In most companies, there is no clear path to classify electronic records, to formally manage official records, or to ensure the ultimate destruction of these records. Vast stores of legacy data are unclassified, and most data is never touched again shortly after creation. Further, traditional records retention rules are too voluminous, too complex, and too granular and do not work well with the technology needed to manage records.
Finally, it is clear that employees can no longer be expected to pull the oars to cut through the information ocean, let alone boil it down into meaningful chunks of good information. Increasingly, technology has to play a more central role in managing information. Better use of technology will create business value by reducing risk, driving improvements in productivity, and facilitating the exploitation and protection of ungoverned corporate knowledge.
Over the past several years, organizations have come to realize that the exposure posed by uncontrolled data growth requires emergency, reactive action, as seemingly no other viable approach exists. Faced with massive amounts of unknown unstructured data, many organizations have chosen to adopt a risk-averse save-everything policy. This approach has brought with it immediate repercussions:
Information Glut in Organizations
A solution to the unmitigated data sprawl is to defensibly dispose of the business content that no longer has business or legal value to the organization. In the old days of records management, it was clear that courts and regulators alike understood that records came into being and eventually were destroyed in the ordinary course of business. It is good business practice to destroy unneeded content, provided that the rules on which those decisions are made consider legal requirements and business needs. Today, however, the good business practice of cleaning house of old records has somehow become taboo for some businesses. Now it needs to start again.

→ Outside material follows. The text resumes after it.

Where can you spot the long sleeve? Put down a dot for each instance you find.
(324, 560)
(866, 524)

An understanding of how technology can help defensibly dispose and how methodology and process help an organization achieve a thinner information footprint is critical for all companies overrun with outdated records that do not know where to start to address the issue. While no single approach is right for every organization, records and legal teams need to take an informed approach, looking at corporate culture, risk tolerance, and litigation profile.
A defensible disposition framework is an ecosystem of technology, policies, procedures, and management controls designed to ensure that records are created, managed, and disposed at the end of their life cycle.

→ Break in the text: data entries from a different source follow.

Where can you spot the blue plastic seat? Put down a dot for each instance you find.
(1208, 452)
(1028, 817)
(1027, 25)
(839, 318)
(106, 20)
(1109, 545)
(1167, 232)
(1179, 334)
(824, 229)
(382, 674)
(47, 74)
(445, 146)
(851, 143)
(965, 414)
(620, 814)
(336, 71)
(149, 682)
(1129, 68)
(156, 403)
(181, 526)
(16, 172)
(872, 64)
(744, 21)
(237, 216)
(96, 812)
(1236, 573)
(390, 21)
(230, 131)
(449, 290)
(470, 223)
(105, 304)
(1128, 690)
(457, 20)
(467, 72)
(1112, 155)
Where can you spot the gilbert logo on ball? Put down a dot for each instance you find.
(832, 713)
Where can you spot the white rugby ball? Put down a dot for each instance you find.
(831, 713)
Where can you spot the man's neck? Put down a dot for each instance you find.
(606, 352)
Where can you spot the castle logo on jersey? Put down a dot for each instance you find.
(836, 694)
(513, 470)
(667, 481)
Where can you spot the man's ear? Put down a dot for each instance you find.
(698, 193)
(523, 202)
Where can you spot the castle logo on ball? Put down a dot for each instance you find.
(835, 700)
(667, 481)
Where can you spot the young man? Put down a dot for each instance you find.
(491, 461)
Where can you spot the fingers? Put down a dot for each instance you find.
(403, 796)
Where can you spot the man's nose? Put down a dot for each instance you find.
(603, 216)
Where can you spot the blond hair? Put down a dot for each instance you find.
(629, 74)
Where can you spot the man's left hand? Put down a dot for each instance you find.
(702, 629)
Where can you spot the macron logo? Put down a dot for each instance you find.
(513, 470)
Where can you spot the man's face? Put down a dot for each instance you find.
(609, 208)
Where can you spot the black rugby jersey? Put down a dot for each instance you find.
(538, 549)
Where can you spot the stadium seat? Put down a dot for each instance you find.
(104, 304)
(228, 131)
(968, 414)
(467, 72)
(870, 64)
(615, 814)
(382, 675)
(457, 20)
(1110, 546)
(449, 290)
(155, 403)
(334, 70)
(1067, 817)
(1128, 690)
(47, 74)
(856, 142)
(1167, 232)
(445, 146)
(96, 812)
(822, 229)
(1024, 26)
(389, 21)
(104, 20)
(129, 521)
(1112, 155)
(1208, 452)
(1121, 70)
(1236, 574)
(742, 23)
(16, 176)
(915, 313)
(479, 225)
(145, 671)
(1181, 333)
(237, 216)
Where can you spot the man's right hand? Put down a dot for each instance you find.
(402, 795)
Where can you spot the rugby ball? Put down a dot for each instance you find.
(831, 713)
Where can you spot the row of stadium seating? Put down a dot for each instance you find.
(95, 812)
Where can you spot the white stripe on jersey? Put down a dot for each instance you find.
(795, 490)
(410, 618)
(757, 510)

Responsibility for records management and IG have changed dramatically over time. In the past, the responsibility rested primarily with the records manager. However, the nature of electronic information is such that its governance today requires the participation of IT, which frequently has custody, control, or access to such data, along with guidance from the legal department. As a result, IT personnel with no real connection or ownership of the data may be responsible for the accuracy and completeness of the business-critical information being managed. See the problem?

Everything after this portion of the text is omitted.